The post includes Chang’s description of recent changes in data science at Twitter, how these changes impacted his role, and what skills he needed to use to adapt. It’s a must read for aspiring data scientists.
Got Social Skills?
Research: Technology Is Only Making Social Skills More Important | HBR
Nicole Torres reports on a paper published by the National Bureau of Economic Research (NBER) that found a growing importance for social skills in the labor market. Why? David Demming, associate professor at the Harvard Graduate School of Education, offers two reasons in the paper:
- computers still can’t simulate social interaction
- flexibility in playing off the strengths of fellow team members and adapting to change is increasingly significant.
Demming’s research can essentially be boiled down to these two charts:
While the job market has always looked favorably on those with both math and people skills, the balances have never been tipped so greatly in the favor of this unique (and valuable) blend.
Meet the Man Who Revolutionized R
Hadley Wickham, the Man Who Revolutionized R | Priceonomics
Dan Kopf of Priceonomics shares the story of Hadley Wickham, the statistician from New Zealand who has become a “giant among data nerds” because of the programming packages he has created for the open-source statistical programming language R. His packages are used by tech giants like Google and Facebook, media outlets like the New York Times and FiveThirtyEight, and government agencies like the FDA and DEA.
Wickham shares how his motivation for empowering people who like to play with data, combined with the fact that he is “exquisitely sensitive to frustration,” has fueled his creation of packages like reshape and ggplot2, the latter of which has fundamentally changed the way many people think about data visualization. The chart below, displays the initial release date and number of downloads for seventeen of Hadley’s packages, but just barely scratches the surface of the impact of what has come to be dubbed the “Hadleyverse.”
The Early Days of Hadoop
Mike Cafarella Episode | O’Reilly Data Show Podcast
On the O’Reilly Data Show Podcast, Ben Lorica talks with Mike Cafarella, currently an assistant professor of computer science at the University of Michigan, but perhaps more famous for co-founding Hadoop and Nutch with Doug Cutting. Cafarella shares insights into his pioneering efforts on open source search and distributed systems, as well as a new startup, ClearCutAnalytics that developed out of a highly successful academic project on structured data extraction.

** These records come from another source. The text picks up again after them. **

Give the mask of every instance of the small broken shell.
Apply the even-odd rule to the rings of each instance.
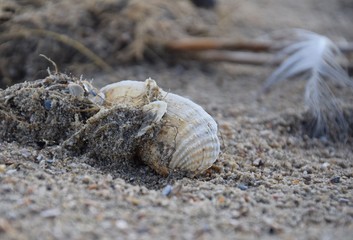
[[[73,96],[83,97],[85,94],[83,88],[77,83],[71,82],[68,84],[67,88],[69,89],[69,93]]]
[[[141,160],[156,172],[168,175],[178,169],[196,175],[216,161],[220,152],[217,124],[191,100],[163,91],[152,79],[113,83],[101,92],[106,106],[153,108],[151,104],[158,103],[154,112],[162,118],[161,130],[138,150]]]

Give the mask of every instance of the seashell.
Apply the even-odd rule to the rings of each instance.
[[[76,97],[83,97],[85,94],[85,90],[77,83],[69,83],[67,88],[69,89],[69,93]]]
[[[69,93],[76,97],[87,97],[91,102],[102,105],[103,95],[98,89],[92,86],[87,80],[78,80],[76,82],[69,82],[67,85]]]
[[[101,93],[108,107],[157,108],[155,122],[160,122],[161,128],[138,148],[138,156],[156,172],[168,175],[181,170],[196,175],[216,161],[220,152],[217,124],[191,100],[163,91],[152,79],[113,83]],[[154,102],[158,104],[151,104]]]

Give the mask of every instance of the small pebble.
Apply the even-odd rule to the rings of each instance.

On the creation of the initial Hadoop Distributed File System (HDFS), Cafarella states:
We spent about a summer working on this distributed indexing mechanism…We finished it, and I felt pretty good about it, and then something like two hours later, we read the Google File System paper and realized, ‘Boy, actually that would be pretty handy; we could really use that.’ We threw out a chunk of it, implemented a very early version of the ideas in that paper, which we called HDFS.